Dulu, Apam tidak dimasak dengan kompor
atau kayu bakar, tetapi dengan on ‘ue tho [daun kelapa kering]. Malah
orang-orang percaya bahwa Apam tidak boleh dimasak selain dengan on “ue tho
ini. Masakan Apam yang dianggap baik, yaitu bila permukaannya berlubang-lubang
, sedang bagian belakangnya tidak hitam dan rata [tidak bopeng] Apam paling
sedap bila dimakan dengan kuahnya, yang disebut kuah tuhe, berupa masakan
santan dicampur pisang klat barat [sejenis pisang raja] atau nangka masak serta
gula. Bagi yang alergi kuah tuhe mungkin karena luwihnya [gurih], kue Apam
dapat pula dimakan bersama kukuran kelapa yang dicampur gula. Bahkan yang
memakan Apam saja [seunge Apam], yang dulu di Aceh Besar disebut Apam beb.

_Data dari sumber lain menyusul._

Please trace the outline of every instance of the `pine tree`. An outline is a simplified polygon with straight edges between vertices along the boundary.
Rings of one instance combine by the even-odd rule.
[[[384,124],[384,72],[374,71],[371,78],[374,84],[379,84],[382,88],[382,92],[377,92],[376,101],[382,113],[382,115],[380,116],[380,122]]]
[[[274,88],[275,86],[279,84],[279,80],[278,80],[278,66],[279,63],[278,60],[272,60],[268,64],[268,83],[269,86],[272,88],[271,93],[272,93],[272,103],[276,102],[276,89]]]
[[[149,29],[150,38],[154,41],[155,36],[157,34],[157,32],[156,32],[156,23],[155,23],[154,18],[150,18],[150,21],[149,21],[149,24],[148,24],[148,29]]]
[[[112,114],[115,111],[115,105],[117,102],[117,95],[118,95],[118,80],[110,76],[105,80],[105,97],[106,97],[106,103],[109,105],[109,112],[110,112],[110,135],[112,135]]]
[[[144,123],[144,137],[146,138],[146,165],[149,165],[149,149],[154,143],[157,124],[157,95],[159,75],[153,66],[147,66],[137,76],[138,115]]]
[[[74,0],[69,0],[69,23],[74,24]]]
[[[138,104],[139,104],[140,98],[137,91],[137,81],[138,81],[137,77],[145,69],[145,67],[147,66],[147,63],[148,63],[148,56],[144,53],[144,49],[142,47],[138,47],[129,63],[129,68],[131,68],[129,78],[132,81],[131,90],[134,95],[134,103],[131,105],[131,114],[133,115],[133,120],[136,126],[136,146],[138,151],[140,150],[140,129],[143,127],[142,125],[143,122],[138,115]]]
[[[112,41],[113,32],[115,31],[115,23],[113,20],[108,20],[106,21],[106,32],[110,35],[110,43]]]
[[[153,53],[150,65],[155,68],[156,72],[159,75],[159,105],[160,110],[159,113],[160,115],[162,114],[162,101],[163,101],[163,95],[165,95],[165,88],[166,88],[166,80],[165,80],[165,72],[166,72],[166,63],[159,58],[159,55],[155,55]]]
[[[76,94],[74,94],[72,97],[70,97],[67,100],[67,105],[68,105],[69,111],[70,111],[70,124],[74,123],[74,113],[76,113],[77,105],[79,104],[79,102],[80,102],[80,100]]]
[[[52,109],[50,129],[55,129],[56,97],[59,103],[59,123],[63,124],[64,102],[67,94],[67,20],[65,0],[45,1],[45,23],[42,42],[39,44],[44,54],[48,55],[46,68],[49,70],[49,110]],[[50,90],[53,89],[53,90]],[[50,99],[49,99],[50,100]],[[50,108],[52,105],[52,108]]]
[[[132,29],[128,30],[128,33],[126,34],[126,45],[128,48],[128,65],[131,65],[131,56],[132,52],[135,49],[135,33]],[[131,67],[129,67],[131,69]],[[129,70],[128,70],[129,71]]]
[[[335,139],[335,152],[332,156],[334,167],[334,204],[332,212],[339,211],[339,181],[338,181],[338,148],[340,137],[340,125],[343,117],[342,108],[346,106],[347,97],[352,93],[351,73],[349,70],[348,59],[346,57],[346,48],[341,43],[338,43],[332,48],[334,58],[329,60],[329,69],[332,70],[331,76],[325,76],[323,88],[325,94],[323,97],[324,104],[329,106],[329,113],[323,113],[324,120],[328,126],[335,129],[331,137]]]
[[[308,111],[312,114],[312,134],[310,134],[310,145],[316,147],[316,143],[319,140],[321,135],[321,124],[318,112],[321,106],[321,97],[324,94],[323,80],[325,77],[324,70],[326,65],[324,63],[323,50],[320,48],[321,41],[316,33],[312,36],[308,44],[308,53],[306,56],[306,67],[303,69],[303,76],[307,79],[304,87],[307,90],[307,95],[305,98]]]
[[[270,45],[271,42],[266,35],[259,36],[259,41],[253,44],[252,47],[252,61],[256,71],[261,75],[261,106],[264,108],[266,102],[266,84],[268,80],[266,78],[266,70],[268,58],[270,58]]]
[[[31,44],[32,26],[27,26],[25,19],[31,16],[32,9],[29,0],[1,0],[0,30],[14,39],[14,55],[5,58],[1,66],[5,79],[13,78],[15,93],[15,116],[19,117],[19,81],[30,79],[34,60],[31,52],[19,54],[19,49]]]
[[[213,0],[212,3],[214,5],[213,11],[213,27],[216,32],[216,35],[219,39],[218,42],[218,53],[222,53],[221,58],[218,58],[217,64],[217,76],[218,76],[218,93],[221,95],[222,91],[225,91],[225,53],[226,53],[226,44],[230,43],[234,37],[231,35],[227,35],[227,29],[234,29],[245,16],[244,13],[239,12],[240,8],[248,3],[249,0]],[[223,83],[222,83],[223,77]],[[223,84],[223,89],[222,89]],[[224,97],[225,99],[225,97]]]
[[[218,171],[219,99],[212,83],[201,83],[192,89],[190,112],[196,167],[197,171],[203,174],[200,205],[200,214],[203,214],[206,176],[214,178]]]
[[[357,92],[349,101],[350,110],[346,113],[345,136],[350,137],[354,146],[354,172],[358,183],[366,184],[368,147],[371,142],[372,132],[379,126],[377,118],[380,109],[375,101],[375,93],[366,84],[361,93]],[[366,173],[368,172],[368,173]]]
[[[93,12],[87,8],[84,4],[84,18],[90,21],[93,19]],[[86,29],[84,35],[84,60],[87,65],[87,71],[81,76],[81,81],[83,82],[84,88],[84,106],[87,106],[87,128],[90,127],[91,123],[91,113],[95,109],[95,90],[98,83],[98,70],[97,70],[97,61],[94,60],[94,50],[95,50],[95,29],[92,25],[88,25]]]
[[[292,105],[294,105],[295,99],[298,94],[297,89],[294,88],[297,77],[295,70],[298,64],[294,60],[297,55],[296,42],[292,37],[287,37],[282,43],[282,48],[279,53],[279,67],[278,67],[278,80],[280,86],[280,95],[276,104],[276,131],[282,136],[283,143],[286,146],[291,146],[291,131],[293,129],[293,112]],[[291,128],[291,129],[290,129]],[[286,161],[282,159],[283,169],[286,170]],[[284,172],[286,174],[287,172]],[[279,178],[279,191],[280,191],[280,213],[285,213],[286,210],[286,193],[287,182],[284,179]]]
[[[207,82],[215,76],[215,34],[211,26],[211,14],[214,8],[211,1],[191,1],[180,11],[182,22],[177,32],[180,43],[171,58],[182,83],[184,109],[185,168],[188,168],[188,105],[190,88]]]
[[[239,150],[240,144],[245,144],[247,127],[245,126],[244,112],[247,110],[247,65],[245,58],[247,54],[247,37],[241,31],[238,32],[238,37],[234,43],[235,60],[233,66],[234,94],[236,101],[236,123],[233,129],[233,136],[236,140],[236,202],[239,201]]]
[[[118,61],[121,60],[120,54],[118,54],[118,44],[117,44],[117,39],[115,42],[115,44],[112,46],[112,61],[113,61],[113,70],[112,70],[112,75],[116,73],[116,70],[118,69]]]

Selain dimakan langsung, dapat
juga Apam itu direndam beberapa lama ke dalam kuahnya sebelum dimakan. Cara
demikian disebut Apam Leu'eop. Setelah semua kuahnya habis dihisap barulah Apam
itu dimakan. Apam yang telah dimasak bersama kuah tuhe siap dihidangkan kepada
para tamu yang sengaja dipanggil/diundang ke rumah. Dan siapapun yang lewat/melintas di depan
rumah, pasti sempat menikmati hidangan Khanduri Apam ini. Bila mencukupi,
kenduri Apam juga diantar ke Meunasah [surau di Aceh] serta kepada para
keluarga yang tinggal di kampung lain. Begitulah, acara toet Apam diadakan dari
rumah ke rumah atau dari kampung ke kampung lainnya selama buleuen Apam [bulan
Rajab] sebulan penuh.
B. Sejarah
Khanduri Ba Gateng
Tradisi Khanduri Apam ini adalah
berasal dari seorang sufi yang amat miskin di Tanah Suci Mekkah. Si miskin yang
bernama Abdullah Rajab adalah seorang zahid yang sangat taat pada agama Islam.
Berhubung amat miskin, ketika ia meninggal tidak satu biji kurma pun yang dapat
disedekahkan orang sebagai kenduri selamatan atas kematiannya. Keadaan yang
menghibakan/menyedihkan hati itu; ditambah lagi dengan sejarah hidupnya yang
sebatangkara, telah menimbulkan rasa kasihan masyarakat sekampungnya untuk
mengadakan sedikit kenduri selamatan di rumah masing-masing. Mereka memasak
Apam untuk disedekahkan kepada orang lain. Itulah ikutan tradisi toet Apam
[memasak Apam] yang sampai sekarang masih dilaksanakan masyarakat Aceh.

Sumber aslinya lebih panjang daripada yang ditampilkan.